---
name: competitive-price-analysis-pipeline
description: Performs competitive price analysis by comparing internal pricing data with competitor information from different sources (PDFs, CSVs, spreadsheets), calculates price differences, generates insights, and stores results in BigQuery for decision-making.
---
# Instructions

## 1. Initial Setup & Discovery
- **List the workspace directory** to identify available files.
- **Read the requirements document** (e.g., `requirement.md`) to understand the target BigQuery dataset, table, and required schema.
- **Read the internal pricing file** (CSV or Excel) to understand the structure and product list.

## 2. Extract Competitor Pricing Data
- **Inspect the competitor PDF** to understand its structure (page count, layout).
- **Read all pages** of the competitor PDF to extract text content containing product names and prices.

## 3. Data Processing & Matching
- **Parse the internal pricing data.** The key columns are `Product Name` and `Our Price`.
- **Parse the competitor PDF text.** Identify product names and their corresponding prices. Use fuzzy matching or keyword mapping (e.g., "SmartWidget Pro" → "SmartWidget Professional Edition") based on the trajectory example.
- **Create a matched product list.** For each internal product, find the corresponding competitor product and price. If a direct match isn't found, log it for manual review.
- **Calculate the price difference** for each matched product: `Price Difference = Our Price - Competitor Price`.

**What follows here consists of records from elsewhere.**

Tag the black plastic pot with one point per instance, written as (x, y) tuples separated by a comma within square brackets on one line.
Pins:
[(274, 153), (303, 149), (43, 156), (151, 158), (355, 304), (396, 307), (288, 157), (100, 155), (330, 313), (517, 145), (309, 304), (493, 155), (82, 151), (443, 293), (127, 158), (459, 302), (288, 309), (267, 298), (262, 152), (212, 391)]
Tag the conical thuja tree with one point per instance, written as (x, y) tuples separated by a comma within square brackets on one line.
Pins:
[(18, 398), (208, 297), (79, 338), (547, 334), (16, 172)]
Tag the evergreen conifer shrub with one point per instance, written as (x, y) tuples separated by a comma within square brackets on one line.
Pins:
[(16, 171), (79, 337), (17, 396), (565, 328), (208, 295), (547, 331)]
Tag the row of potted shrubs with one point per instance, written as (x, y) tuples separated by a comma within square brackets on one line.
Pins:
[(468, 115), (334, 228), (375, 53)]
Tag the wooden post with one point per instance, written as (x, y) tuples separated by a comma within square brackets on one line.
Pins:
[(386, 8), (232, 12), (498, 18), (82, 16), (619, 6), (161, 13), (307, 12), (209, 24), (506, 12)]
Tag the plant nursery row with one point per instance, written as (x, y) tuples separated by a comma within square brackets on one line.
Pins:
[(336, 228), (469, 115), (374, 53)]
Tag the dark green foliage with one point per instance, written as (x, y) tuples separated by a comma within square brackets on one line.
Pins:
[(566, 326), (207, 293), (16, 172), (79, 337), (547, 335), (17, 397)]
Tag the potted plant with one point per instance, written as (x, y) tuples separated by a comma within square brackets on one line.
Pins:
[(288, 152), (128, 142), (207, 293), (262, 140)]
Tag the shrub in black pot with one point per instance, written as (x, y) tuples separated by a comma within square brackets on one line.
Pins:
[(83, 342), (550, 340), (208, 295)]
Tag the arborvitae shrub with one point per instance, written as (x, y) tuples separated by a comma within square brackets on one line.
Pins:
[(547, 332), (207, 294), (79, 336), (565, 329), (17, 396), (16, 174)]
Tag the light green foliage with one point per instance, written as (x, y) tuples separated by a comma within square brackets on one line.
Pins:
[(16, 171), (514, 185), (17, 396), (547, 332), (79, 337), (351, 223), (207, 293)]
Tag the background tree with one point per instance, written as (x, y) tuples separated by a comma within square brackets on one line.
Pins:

## 4. Prepare Output & Load to BigQuery
- **Create a CSV file** (`price_comparison.csv`) with the exact columns specified in the requirements:
    - `Product Name` (String)
    - `Our Price` (Float)
    - `Competitor Price` (Float)
    - `Price Difference` (Float)
- **Verify the BigQuery dataset exists.** If it doesn't, you may need to create it (though the trajectory shows it pre-existing).
- **Load the CSV data** into the specified BigQuery table (`dataset_id.table_id`). Use `WRITE_TRUNCATE` mode to replace any existing data, as per the trajectory.
- **Run a validation query** to confirm the data was loaded correctly and matches the expected row count and schema.

## 5. Generate Summary & Finalize
- **Provide a concise summary** of the analysis, including:
    - Number of products processed.
    - Count of products priced higher/lower than the competitor.
    - The product with the largest price advantage (most negative difference).
    - The product with the largest price disadvantage (most positive difference).
- **Claim the task as done.**

## Key Considerations
- **Product Matching Logic:** This is a high-freedom, interpretive step. Use the provided `scripts/match_products.py` as a starting point, but be prepared to adjust matching rules (keywords, categories) based on the specific data.
- **BigQuery Permissions:** Ensure the agent has the necessary permissions to list datasets and load data to the specified table.
- **Data Types:** Ensure numeric prices are parsed as floats. Handle currency symbols and commas appropriately.
- **Error Handling:** If the PDF extraction yields poor results, consider using the `pdf-tools-search_pdf` function to find specific product names or prices.